Some of Ten’s thunder was stolen by the disturbingly similar My Restaurant Rules but this remains the deciding factor. Bring on the encouraging television say I! Do we change people by intimidation or do we offer service and sympathy?
If Jesus was executive producer he’d be working on Master Chef. He didn’t demand, he walked a mile in our shoes and offers to take us where we need to go even now.
Hey Hey It’s Saturday
RATING: PG
DISTRIBUTOR: Channel Nine
RELEASE DATE: Wednesday, 7:30 PM
I’m not sure what got Hey Hey It’s Saturday back on air but I’m sure it involved a fair bit of nostalgia. Not nostalgic viewers, mind you. Most have little memory of this icon beyond the abortive pilot that aired in 2009, whose sole claim to fame was making Australians look like they were completely unaware of the racial tensions associated with black-face performances.
No, I think Hey Hey’s return to a regular time-slot had more to do with the nostalgia Channel Nine feels for its own glory days and the hope that the return of the disturbingly ageless Daryl Somers would somehow revitalize them.
Sadly the new series is little better than last year’s reunion special.
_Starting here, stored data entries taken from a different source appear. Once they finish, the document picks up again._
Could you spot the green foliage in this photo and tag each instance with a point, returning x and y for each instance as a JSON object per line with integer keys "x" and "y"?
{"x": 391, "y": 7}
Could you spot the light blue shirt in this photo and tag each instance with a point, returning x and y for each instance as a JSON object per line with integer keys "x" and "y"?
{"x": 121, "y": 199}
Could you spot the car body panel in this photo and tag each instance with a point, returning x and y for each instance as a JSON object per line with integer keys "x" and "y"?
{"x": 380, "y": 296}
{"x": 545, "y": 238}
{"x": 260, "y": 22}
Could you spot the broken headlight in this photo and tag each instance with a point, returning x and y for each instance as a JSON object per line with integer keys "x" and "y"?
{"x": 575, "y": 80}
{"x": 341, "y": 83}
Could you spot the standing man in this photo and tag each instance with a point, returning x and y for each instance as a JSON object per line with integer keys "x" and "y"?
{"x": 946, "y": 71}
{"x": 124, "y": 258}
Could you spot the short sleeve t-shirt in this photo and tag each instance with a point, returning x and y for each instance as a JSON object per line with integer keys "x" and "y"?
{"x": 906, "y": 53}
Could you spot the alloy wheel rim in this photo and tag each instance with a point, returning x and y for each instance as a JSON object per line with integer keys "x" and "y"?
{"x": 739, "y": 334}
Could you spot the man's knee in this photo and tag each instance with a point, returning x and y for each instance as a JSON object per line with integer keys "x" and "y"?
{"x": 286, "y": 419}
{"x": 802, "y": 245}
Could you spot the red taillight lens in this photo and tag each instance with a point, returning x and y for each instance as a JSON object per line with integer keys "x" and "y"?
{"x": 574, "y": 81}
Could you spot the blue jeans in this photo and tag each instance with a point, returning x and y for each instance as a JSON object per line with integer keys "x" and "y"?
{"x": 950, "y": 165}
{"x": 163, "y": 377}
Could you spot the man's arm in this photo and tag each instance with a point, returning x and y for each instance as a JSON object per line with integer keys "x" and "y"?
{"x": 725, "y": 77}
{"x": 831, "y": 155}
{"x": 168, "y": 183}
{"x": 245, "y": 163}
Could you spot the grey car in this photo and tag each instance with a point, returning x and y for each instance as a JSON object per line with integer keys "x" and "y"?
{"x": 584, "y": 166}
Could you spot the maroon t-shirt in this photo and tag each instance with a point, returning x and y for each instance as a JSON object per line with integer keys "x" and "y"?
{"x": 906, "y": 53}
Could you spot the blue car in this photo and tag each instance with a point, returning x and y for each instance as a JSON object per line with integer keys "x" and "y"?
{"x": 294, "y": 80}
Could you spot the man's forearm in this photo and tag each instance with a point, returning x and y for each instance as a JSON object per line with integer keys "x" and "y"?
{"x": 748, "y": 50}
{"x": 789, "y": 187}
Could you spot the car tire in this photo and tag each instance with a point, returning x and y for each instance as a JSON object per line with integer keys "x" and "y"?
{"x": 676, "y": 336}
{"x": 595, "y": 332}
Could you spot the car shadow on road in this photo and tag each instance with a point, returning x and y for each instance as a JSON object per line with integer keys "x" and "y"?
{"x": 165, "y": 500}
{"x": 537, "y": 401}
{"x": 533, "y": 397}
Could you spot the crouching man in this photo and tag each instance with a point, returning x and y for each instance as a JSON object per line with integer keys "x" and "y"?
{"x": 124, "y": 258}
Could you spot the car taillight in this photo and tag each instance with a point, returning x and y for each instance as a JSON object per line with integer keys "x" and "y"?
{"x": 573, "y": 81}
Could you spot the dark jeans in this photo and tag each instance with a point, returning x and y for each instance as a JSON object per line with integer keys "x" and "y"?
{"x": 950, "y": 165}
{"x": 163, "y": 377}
The producer’s seem to have forgotten that Hey Hey already took a run at an adult, night-time audience more than two decades ago and it didn’t work then either.
The return of Ozzie Ostrich, Dickie Knee and Plucka Duck is enough to make you cry if Daryl’s blatant promotion of sponsors and other Nine programs hasn’t already brought you to tears. Any program that makes locker-room sexual innuendo the highest form of wit deserves to fail, and the sooner the better. But then the Footy Show had years in the sun, which just goes to show that television producers will never go broke underestimating an Australian audience.
Sea Patrol
RATING: M
DISTRIBUTOR: Channel Nine
RELEASE DATE: Thursdays, 8:30 PM
Last night I had my first dose of Flashpoint, that American series about super-charged SWAT team members who all look like they’ve just stepped out of a salon … no wait. Nine dumped that series a few months back. I must have been watching the return of Sea Patrol.
Call me a cynic but I think that crisp combat suits and perfect hair don’t convey much of the reality of life aboard a patrol boat on Australia’s far north-eastern borders. I have had the privilege of serving alongside of Australian service men and women and frankly I think they would be stunned at the way Sea Patrol’s officers and enlisted personnel kid, criticise and threaten each other without any seeming consequences.
But this playing down of the authority angle might have much to do with the need to recruit service-wary young Australians. HMAS Hammersley is a far more attractive prospect, a cross between the Batmobile and the Love Boat.
What is missing is the respect, the commitment to often mind-numbing but necessary tasks, and above all the really hard work. We do prospective sailors no favours painting this sort of picture with dramatic rescues around every headland and terrorists popping out of the water.
Sea Patrol does even less for the average viewer. Sure it’s a whimsical watch, but are our defenders only worthy of respect when they’re leaping into the jaws of death?